Bu Guru Mita & Pak Guru Ahmad
Malam ini telah sepi. Hanya
suara gemricik air yang seakan berirama dari dalam kamar mandi. Jam digital itu
memang sudah menunjukkan pukul 22.00 WIB. Wajah sudah mulai lusuh. Rasa itu tak
bisa membohongi kenyataan. Namun, malam ini masih berteman dengan sederet
catatan amanah yang harus diselesaikan. Sesekali mata ini melirik diantara
sudut kanan yaitu segelas kopi hitam. Kejenuhan itu ku obati dengan membuka dan
menyusuri sudut demi sudut gambar dan tulisan. Membuka pengalaman tidak harus
dalam warna-warni lampu kota serta ramainya pemandangan nyata. Berbekal leptop
tua ini, aku menyusuri dunia maya yang terus memberikan gambaran tentang
ramainya di luar sana. Tak ada batas untuk belajar. Dimanapun kita berada,
kapan pun waktunya, selalu ada ilmu yang mahal harganya yang tidak kita jumpai
dalam bangku pendidikan atau pun gedung-gedung akademis.
Tangan kananku yang setia
menyentuh mouse merah itu sesekali menscroll kebawah untuk melihat dinding
facebook yang terus terpenuhi oleh gambar. Sontak dan tak sengaja membaca
status bu doktor Riana yang pernah menjadi dosenku beberapa bulan yang
lalu. Beliau memang tidak asing dalam etalase pikirku karena selain menjadi
dosen di kampusku, kadang bersinggungan saat berurusan dengan pekerjaanku. Dalam
status yang ia tulis di dinding facebooknya, beliau menceritakan tentang
kejadian yang menimpanya saat perjalanan ke Surabaya beberapa waktu yang lalu. Saat
mengemudikan kendaraannya, tiba-tiba ia menabrak sebuah pembatas di jalan tol
karena pedal gas yang ia injak semakin menambah kecepatan dan tak mampu
mengendalikannya. Al hasil kejadian tersebut membuat mobilnya harus terhenti. Aku
cukup terbengong saat membaca satu demi satu kata dalam statusnya. Kepanikan yang
menimpa dirinya membuat beliu panik dan juga anak-anaknya. Namun, di akhir
tulisannya ia menuliskan bahwa emosi itu menular. Saat beliau panik, wajah
anak-anaknya pun panik. Saat beliau menyapa gembira untuk menanyakan tentang
kelanjutan perjalanannya dengan wajah yakin dan gembira, anak-anaknya pun langsung
gembira. Itulah sebuah suasana yang dapat membius dan menular kepada siapa yang
ada di depannya.
Cerita bu doktor Riana itu
membuat memory otakku kembali kepada dua orang yaitu bu guru Mita dan pak guru
Ahamad. Mereka adalah teman seperjuanganku dalam mengemban amanah disebuah
sekolah swasta di Kota Magelang. Mereka telah membuka memori lamaku yang
tersimpan dalam etalase pikir malam ini. Bu guru Mita merupakan guru BK yang
pernah mengikuti penulisan artikel bersamaku yang diselenggarakan oleh media
cetak saat itu. Kami berdua diutus oleh principle kami untuk mengikuti acara
tersebut mewakili sekolah. Tugas terakhir dalam pelatihan tersebut adalah
mengajukan judul yang akan dikoreksi oleh direktur media.

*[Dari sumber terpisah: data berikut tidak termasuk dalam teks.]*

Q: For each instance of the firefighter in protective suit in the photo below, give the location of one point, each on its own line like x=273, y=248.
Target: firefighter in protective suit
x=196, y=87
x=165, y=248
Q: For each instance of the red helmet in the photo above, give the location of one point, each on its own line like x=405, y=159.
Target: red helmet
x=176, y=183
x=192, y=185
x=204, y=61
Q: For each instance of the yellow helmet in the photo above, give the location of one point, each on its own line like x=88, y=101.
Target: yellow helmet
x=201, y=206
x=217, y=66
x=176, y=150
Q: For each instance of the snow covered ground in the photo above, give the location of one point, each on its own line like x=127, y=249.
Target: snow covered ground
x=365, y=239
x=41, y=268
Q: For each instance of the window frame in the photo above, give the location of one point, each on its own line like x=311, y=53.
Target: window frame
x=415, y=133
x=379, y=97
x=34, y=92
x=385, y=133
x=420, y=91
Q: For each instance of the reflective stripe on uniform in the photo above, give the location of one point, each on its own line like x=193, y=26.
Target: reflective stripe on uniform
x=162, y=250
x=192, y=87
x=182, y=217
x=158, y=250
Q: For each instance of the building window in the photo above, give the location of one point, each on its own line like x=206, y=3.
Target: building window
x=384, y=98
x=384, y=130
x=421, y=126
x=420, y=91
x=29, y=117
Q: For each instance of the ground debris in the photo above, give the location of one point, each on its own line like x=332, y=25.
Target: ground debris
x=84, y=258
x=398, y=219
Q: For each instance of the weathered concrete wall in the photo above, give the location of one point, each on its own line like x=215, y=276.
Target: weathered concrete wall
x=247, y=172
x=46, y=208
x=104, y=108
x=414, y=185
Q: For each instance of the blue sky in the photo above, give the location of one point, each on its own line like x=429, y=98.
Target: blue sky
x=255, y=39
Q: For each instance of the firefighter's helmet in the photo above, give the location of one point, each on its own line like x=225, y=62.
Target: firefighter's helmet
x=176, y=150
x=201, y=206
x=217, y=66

“Mau nulis apa bu?”, kataku
sambil kebingungan mencari inspirasi. Nampaknya ia sudah punya ide. Secarik kertas
di depannya telah terisi goresan pena yang tersulap dalam kata-kata. Sambil senyum-senyum
ia berkata : “Perlukah point kedisiplinan untuk mengurangi pelanggaran siswa?”,(katanya sembari menunjukkan kepadaku).
Aku bertanya lagi : “Apa alasan
anda memilih judul itu?”, (sambil penasaran)
Bu guru Mita kembali
menjelaskan bahwa selama ini keberadan point kedisiplinan masih menyisakan
cerita. Masih ada pelanggaran siswa yang belum mengurangi efek jera.
“Ooo……berarti hipotesis
anda adalah point kedisiplinan belum maksimal ya”, tanyaku kembali
Tak banyak yang ia menjawab.
Hanya kode senyuman yang menjadikan logikaku berbicara.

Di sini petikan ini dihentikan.